Of all the animals on Earth, we seem to be the only ones devoid of a sense of undividedness from the medium we call Nature and in which we are embedded; a medium that provides us with sources of sustenance yet also makes us sources of sustenance (food chain). But because we have evolved into the most dominant species on Earth, we have no significant predators other than viruses, and ourselves.

The innate capacity to perceive an undivided connection with Nature is obliterated as soon as we open our eyes and are shown the world and its contents as separate from us, opposite to us, conflicting with us, to be used and consumed by us.

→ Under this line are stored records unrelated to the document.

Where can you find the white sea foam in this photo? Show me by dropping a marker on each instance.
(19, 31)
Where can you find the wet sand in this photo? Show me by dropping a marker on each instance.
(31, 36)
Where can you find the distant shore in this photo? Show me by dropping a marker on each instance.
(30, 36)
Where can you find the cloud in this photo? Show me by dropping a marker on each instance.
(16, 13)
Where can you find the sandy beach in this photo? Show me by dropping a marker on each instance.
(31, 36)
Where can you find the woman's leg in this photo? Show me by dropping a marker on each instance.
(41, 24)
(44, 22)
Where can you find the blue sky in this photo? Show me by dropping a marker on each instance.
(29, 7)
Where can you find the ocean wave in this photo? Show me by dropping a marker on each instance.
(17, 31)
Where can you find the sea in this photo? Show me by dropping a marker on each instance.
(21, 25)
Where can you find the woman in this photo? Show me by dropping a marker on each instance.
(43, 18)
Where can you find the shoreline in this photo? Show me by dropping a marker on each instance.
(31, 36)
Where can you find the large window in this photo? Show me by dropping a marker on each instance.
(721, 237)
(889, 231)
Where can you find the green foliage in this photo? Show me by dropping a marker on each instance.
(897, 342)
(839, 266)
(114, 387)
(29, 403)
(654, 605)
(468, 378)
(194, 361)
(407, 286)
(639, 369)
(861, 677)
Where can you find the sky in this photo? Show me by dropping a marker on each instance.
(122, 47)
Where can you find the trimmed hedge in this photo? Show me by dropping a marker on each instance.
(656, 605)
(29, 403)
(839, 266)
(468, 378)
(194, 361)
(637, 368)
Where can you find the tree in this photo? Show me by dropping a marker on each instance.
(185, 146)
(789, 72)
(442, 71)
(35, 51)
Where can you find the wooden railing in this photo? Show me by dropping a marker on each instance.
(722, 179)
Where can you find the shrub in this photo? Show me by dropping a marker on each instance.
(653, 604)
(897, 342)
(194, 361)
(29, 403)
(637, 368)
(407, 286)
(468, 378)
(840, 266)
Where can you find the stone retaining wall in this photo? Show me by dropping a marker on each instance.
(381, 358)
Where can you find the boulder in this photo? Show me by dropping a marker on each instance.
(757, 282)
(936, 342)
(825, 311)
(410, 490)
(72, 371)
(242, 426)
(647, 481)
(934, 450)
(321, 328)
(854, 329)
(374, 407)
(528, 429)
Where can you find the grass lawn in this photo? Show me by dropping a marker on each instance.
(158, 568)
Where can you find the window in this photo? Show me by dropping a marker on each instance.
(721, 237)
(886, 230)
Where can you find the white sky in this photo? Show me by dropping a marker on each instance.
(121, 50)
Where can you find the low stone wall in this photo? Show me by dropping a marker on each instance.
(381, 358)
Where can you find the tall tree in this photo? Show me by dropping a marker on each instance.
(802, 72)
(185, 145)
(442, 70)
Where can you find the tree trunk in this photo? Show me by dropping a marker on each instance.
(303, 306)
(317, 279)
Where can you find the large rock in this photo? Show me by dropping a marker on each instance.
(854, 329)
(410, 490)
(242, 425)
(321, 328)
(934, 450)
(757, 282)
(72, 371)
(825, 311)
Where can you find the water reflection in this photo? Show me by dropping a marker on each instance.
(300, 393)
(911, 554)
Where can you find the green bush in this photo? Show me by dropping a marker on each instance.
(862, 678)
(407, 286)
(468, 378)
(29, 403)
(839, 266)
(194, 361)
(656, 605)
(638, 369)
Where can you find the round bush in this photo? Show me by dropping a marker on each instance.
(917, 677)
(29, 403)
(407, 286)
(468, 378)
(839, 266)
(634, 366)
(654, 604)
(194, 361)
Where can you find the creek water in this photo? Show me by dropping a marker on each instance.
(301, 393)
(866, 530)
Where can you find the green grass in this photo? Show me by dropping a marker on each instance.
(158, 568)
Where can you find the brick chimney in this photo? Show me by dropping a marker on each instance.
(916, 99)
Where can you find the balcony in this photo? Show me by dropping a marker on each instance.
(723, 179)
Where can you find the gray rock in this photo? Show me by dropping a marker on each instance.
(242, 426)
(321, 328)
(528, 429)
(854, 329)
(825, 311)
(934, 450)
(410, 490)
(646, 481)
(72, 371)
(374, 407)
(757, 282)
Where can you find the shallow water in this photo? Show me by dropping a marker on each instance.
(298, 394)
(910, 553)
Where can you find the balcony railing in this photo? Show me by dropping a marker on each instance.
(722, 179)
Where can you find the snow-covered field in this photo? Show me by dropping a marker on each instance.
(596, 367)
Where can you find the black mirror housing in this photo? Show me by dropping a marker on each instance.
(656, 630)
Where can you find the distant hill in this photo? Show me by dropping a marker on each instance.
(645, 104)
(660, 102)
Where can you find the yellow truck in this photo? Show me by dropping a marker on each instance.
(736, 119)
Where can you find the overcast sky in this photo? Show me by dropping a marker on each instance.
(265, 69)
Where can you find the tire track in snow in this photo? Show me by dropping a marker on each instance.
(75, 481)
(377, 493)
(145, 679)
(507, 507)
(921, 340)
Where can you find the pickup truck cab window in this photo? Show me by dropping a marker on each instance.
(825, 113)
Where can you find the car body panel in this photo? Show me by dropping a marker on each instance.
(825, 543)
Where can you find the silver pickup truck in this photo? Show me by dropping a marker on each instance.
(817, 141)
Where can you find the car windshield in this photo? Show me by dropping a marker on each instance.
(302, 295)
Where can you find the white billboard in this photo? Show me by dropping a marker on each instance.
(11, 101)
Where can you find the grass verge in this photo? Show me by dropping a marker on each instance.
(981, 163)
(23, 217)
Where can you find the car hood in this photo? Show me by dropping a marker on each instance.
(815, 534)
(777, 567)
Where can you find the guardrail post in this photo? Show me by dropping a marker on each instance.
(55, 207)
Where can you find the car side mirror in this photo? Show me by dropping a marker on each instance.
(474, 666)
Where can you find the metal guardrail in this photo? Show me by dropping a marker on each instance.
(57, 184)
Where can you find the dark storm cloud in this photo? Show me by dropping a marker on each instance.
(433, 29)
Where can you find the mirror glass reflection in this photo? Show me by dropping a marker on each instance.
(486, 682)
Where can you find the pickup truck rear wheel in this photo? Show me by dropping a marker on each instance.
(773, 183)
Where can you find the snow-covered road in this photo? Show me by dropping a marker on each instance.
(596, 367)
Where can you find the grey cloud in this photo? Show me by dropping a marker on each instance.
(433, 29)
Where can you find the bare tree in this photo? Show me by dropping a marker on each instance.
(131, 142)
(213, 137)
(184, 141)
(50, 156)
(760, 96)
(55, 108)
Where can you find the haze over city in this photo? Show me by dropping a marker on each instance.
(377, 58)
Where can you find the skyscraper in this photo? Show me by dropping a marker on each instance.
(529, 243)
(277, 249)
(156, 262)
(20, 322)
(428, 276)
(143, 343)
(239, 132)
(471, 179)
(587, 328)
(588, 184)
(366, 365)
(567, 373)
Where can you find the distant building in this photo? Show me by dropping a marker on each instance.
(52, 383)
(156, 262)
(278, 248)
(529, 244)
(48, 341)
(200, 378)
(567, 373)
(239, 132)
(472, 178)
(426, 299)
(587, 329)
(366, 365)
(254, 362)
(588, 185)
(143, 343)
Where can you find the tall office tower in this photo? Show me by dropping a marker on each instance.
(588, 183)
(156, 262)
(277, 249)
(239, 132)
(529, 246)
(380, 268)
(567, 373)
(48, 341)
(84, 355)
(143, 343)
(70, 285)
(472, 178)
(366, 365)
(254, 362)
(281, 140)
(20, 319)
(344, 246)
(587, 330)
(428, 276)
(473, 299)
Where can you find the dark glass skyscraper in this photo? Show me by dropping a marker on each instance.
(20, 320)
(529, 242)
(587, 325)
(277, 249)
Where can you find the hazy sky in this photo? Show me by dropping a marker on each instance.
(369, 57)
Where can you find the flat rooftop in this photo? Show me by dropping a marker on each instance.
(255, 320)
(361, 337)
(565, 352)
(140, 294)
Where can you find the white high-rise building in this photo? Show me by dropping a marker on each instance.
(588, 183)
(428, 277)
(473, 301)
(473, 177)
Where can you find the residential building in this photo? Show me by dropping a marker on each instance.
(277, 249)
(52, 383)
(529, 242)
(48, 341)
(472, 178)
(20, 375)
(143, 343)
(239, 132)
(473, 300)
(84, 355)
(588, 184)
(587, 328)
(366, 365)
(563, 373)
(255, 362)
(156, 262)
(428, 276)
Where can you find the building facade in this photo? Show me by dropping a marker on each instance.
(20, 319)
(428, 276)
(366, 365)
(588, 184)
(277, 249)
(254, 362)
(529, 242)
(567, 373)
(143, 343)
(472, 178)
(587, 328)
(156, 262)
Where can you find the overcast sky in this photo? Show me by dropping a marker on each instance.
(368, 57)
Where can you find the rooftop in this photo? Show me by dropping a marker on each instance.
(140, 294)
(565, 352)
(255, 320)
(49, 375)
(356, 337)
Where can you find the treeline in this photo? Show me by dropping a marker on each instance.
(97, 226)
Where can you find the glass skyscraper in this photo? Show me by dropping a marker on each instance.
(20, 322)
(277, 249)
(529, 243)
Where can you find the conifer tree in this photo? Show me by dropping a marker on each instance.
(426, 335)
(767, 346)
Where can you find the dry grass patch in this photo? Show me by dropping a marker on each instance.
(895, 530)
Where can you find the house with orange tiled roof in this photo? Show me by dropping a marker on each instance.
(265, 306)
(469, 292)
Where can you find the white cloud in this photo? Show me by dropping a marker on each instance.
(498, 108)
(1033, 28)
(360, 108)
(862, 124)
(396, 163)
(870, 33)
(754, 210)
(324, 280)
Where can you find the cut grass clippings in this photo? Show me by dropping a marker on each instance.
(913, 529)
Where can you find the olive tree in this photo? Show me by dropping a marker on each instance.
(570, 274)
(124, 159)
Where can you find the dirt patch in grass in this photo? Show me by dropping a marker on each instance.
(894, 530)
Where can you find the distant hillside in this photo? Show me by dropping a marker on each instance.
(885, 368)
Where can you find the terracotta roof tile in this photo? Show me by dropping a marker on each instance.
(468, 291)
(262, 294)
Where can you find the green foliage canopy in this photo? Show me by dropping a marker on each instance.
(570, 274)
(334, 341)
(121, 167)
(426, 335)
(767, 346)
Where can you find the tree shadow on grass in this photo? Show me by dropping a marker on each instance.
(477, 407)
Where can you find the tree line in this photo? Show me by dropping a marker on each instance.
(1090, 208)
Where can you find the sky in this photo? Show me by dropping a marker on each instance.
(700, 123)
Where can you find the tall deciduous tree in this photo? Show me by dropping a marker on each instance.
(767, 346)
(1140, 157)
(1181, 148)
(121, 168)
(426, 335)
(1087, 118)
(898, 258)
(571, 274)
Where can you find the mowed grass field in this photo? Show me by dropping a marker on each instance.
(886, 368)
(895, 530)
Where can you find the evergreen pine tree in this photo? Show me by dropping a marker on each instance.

The loss of a sense of oneness with Nature turns us into the deadly creatures who, now in such great numbers, are ravaging our environment, precipitating mass extinctions, taunting Nature, sowing our own demise.

Rilke put the significance of this loss within the lines of his insightful poetry: Who shows a child as he really is? Who place him among the stars and puts the measuring stick of separation into his hands? … Murderers are easy to understand. But this, though: death, all of death, even before life has begun, to hold it all so gently and without rancor, this is beyond description. *

Our sense of separation from Nature was reaffirmed by Rene Descartes in the seventeenth century. And his erroneous claim that the mind is a separate entity from the body has since dominated our perception of the world.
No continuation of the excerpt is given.